Außenministerin Annalena Baerbock trat bei ihrem Kiew-Besuch auf die Bremse: Bevor Deutschland die heißbegehrten Marschflugkörper „Taurus“ liefere, müssten „alle Fragen geklärt sein“, betont sie. Welche Fragen sind noch offen?

Masala: Das ist noch immer die von Bundeskanzler Olaf Scholz angekündigte Prüfung, ob man das sogenannte ‚geo-fencing‘ betreiben kann. Dabei geht es um die Frage, ob man die Software der ‚Taurus‘ so verändern kann, dass bestimmte Ziele – etwa russisches Territorium – bei der Einprogrammierung tabu sind. Zu diesem Thema hat man vom Kanzler seit Wochen nichts gehört. Ein weiterer Punkt ist die enge Abstimmung mit den Amerikanern. Zentrale Frage: Werden die USA die Kurzstreckenraketen vom Typ ATACMS an die Ukraine liefern? Sie scheinen sich zumindest in diese Richtung zu bewegen.
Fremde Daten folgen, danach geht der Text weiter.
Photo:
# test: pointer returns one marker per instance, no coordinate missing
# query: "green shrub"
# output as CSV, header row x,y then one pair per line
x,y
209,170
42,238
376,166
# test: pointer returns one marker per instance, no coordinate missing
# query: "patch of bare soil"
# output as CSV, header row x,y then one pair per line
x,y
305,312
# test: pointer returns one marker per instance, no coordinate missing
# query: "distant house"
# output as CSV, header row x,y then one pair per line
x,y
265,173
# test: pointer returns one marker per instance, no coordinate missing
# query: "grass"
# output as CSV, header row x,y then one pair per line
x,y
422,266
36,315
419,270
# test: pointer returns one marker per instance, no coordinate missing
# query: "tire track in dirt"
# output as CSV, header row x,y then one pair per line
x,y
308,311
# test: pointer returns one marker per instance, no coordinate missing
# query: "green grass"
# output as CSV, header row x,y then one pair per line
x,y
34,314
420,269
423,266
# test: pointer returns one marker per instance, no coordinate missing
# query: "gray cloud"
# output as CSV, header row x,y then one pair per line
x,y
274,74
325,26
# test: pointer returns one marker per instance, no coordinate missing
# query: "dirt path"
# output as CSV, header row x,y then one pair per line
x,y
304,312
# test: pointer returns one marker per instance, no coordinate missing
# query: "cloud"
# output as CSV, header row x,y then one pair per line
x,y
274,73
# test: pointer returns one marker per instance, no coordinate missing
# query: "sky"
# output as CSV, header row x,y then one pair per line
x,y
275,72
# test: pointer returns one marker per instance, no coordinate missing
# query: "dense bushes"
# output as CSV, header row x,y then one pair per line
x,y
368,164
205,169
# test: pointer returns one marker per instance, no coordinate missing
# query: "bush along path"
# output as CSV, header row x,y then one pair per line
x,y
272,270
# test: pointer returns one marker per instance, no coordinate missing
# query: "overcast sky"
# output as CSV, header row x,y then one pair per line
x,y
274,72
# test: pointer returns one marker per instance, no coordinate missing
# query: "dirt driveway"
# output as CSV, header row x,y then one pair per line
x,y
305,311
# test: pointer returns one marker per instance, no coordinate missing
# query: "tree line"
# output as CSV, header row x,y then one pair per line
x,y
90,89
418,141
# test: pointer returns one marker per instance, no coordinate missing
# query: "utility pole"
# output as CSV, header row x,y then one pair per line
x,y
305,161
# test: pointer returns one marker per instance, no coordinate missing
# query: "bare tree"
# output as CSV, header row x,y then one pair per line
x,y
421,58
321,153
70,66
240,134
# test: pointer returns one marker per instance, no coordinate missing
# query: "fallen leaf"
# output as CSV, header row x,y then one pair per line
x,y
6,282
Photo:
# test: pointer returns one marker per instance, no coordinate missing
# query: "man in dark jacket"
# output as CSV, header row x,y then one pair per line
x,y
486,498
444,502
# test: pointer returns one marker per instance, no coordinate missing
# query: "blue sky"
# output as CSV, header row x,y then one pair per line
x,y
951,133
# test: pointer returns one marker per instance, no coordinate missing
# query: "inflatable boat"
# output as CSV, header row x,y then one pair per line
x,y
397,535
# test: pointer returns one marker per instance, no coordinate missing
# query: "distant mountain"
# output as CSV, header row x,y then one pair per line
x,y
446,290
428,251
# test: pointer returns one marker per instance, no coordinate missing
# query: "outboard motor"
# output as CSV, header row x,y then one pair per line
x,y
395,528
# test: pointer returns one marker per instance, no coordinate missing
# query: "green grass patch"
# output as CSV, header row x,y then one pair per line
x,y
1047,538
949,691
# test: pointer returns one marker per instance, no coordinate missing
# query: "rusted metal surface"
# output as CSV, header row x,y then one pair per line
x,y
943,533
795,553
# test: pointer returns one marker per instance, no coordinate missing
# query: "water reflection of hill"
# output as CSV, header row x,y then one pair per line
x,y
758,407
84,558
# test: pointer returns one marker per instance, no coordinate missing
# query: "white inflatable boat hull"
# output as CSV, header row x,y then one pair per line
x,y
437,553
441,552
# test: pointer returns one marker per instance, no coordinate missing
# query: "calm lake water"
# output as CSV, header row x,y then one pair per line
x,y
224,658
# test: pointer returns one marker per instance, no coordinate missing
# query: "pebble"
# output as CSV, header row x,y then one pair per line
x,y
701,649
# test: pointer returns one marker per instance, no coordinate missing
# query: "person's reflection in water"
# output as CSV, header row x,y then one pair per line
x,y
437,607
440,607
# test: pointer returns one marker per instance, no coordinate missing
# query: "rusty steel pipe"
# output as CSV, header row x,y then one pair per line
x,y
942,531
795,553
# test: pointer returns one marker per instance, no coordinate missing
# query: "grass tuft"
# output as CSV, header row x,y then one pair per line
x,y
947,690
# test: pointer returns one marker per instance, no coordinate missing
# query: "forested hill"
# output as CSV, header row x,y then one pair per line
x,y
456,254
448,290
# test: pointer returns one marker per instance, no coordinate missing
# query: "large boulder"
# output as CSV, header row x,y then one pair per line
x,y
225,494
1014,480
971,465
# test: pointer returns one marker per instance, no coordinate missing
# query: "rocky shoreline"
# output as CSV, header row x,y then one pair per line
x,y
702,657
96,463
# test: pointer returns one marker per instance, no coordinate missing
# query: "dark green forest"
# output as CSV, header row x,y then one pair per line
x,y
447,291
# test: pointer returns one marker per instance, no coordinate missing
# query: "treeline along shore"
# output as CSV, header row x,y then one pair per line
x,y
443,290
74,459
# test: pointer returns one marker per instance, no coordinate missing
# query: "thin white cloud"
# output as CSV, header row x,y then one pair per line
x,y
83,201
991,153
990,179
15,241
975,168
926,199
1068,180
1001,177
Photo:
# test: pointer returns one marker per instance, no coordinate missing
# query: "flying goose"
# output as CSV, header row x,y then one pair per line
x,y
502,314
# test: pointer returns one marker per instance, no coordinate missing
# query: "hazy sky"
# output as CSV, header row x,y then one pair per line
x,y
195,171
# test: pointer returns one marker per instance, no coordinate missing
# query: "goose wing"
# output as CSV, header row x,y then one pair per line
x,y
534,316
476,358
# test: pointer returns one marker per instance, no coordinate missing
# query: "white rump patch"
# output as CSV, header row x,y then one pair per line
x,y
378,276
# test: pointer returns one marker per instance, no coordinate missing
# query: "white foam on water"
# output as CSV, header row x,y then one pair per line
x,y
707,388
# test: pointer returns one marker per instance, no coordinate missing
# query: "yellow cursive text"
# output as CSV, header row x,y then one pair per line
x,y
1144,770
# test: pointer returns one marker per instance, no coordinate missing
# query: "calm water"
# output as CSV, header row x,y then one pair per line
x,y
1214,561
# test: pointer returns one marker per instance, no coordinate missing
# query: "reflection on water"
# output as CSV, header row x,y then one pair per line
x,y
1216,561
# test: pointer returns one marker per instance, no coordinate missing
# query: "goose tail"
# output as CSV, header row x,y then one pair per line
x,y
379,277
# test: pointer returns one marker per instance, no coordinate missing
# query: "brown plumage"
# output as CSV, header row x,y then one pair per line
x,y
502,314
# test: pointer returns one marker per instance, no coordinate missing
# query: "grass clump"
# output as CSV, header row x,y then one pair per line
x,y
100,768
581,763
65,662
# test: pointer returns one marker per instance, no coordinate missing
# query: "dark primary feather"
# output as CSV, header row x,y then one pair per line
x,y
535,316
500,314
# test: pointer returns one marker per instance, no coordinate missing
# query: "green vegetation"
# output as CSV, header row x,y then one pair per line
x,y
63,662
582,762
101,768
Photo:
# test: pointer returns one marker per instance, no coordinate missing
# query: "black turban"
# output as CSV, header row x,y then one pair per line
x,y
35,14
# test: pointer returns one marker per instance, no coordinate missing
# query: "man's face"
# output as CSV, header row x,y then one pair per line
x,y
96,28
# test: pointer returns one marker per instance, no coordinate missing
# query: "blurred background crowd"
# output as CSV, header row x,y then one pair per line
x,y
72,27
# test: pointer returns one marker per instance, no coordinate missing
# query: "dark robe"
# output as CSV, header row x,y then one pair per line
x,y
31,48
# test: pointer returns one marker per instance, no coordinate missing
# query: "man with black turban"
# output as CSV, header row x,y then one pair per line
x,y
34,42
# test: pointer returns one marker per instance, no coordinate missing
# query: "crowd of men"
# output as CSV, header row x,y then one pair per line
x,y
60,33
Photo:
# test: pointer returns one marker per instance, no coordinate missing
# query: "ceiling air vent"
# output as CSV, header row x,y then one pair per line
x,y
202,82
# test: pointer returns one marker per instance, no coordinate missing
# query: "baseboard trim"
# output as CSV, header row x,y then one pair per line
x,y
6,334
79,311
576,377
Lesen sie auch: Ukraine: Comedy-Shows trotz Krieg – „Das ist wie Therapie“

Gibt es einen bestimmten Grund, warum der Kanzler bei der „Taurus“-Lieferung zögert?

Masala: Ich glaube, Scholz zögert auch deshalb, weil die ‚Taurus‘-Raketen in der Lage sind, die strategisch wichtige Brücke von Kertsch zu zerstören. In der Bundesregierung gibt es noch immer die Befürchtung, dass dies eine atomare Eskalation der Russen nach sich ziehen könnte. Es sieht allerdings merkwürdig aus, wenn Briten und Franzosen Raketen an die Ukrainer liefern und die Amerikaner sich auf die Lieferung von ATACMS-Raketen zubewegen. Und am Ende bleibt nur Deutschland, das sich weigert, ‚Taurus‘-Marschflugkörper zu verschicken.

Die Ukrainer haben am Mittwoch den Hafen von Sewastopol mit Raketen angegriffen, den Sitz der russischen Schwarzmeerflotte. Gerät die Krim zunehmend ins Visier der Ukrainer?

Masala: Das ist bereits seit Wochen der Fall. Es ist erklärtes Ziel der Ukrainer, die Krim so zu blockieren, dass es für die Russen extrem schwierig wird, ihre Truppen im Süden der Ukraine zu versorgen. Gleichzeitig wollen sie zeigen, dass sie wichtige militärische Installationen auf der Krim zerstören können.